Campaigns center on appraiser's disposition
By BRIDGET HALL GRUMET
© St. Petersburg Times, published October 30, 2000
INVERNESS -- John Barnes calls his opponent controversial.
Ron Schultz says he is simply competitive.
Either way you cut it, the incumbent's attitude has become the central issue in the property appraiser race.
Schultz, the Republican seeking his third elected term as the Citrus property appraiser, has stirred debate with some of his actions, from fighting Florida Power Corp. over a calculation in the company's 1997 tax bill to butting heads with the County Commission over budgeting issues.
His Democratic challenger, Barnes, said the disputes have cost the county thousands of dollars in attorneys' fees.
"The arrogance, the controversy, is something I don't think the taxpayers can afford," Barnes said.
Schultz said he does not seek out high-profile battles, but he is willing to fight them to defend the tax roll. In the Florida Power case, for example, the county's largest taxpayer eventually dropped its lawsuit against Schultz's office and agreed to pay an extra $1.25-million in property taxes -- a boon that eases the tax burden on every other taxpayer, Schultz said.
"I have to take a hard-nosed attitude with them to make them pay their fair share," Schultz said. "They will argue I'm confrontational because they don't want me to disagree with them."
Not only does Schultz enjoy the challenge, but he says he is the only candidate in this race qualified to do the job.
Schultz, 61, is both a certified Florida appraiser and a state certified general real estate appraiser. He was the property appraiser in Pinellas County for 12 years, but lost his re-election bid in 1988. In 1990, when then-Citrus County Property Appraiser Charles Allen stepped down for health reasons, the governor appointed Schultz, who has held the seat ever since.

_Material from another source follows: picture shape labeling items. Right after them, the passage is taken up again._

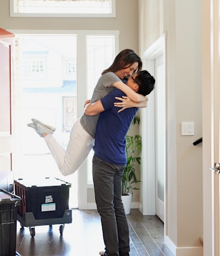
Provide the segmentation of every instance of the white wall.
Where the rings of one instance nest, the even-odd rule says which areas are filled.
[[[139,52],[167,35],[167,223],[165,241],[177,255],[202,255],[201,3],[139,0]],[[194,121],[194,136],[181,135]]]

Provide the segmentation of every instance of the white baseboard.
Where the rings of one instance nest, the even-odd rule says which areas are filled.
[[[177,247],[169,238],[164,236],[164,243],[174,256],[203,256],[203,247]]]

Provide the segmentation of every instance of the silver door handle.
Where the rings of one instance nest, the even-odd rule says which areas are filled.
[[[220,173],[220,163],[215,163],[214,168],[210,167],[210,169],[218,174]]]

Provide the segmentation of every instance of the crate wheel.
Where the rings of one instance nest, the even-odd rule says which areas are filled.
[[[59,233],[62,235],[63,234],[63,230],[64,229],[64,224],[63,224],[63,225],[61,225],[59,226]]]
[[[31,237],[34,237],[35,236],[35,228],[34,227],[29,227],[30,233]]]

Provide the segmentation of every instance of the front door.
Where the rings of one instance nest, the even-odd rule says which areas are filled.
[[[219,0],[202,1],[204,255],[220,255]]]

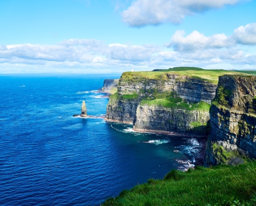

"I have the education and the experience appropriate to holding this office, the most technical of the county elected positions," Schultz said, noting that he personally handles the appraisal of Florida Power.
Barnes, 57, has worked in real estate for 14 years and is the general manager of Ahern Realty and the owner of J&K Consultants. He was the first director of the county's parks and recreation division, a county commissioner from 1982 to 1986 and a two-time member of the Mosquito Control Board.
Barnes said he has helped many clients successfully challenge their property assessments from Schultz's office. He said he would study to become a certified Florida appraiser if elected.
The difference, Barnes said, is he would bring a more cooperative attitude to the office.
Barnes has criticized Schultz for his handling of the Electronic Data Processing fund, a half-million-dollar account that Schultz and the Tax Collector's Office have used since 1987 to pay for new computers.
The county argued that the fund fell under Schultz's budget and should be treated like all other county funds, in which leftover money is returned to the general fund at the end of the year.
But Schultz fought the county for about two years, saying the fund was a separate legal entity, and that it was necessary to keep money in the account year-round to pay for unexpected computer needs.
Schultz backed down in September and signed an agreement stating that the account would be audited as part of his budget, and unspent dollars would go back to the county at the end of the year.
The two men also differ over what the value of land is along the proposed path of the Suncoast Parkway. Schultz decreased the assessed values of those properties in 1995.
"When the law requires a Realtor to reveal to a potential buyer that the property is in the path of a future road, it's a recognition that it can have an impact on the value," Schultz said.
But Barnes said it was irresponsible of Schultz to decrease the property values based on a "rumor."
"It's still a rumor that that's where (the parkway) is going," Barnes said.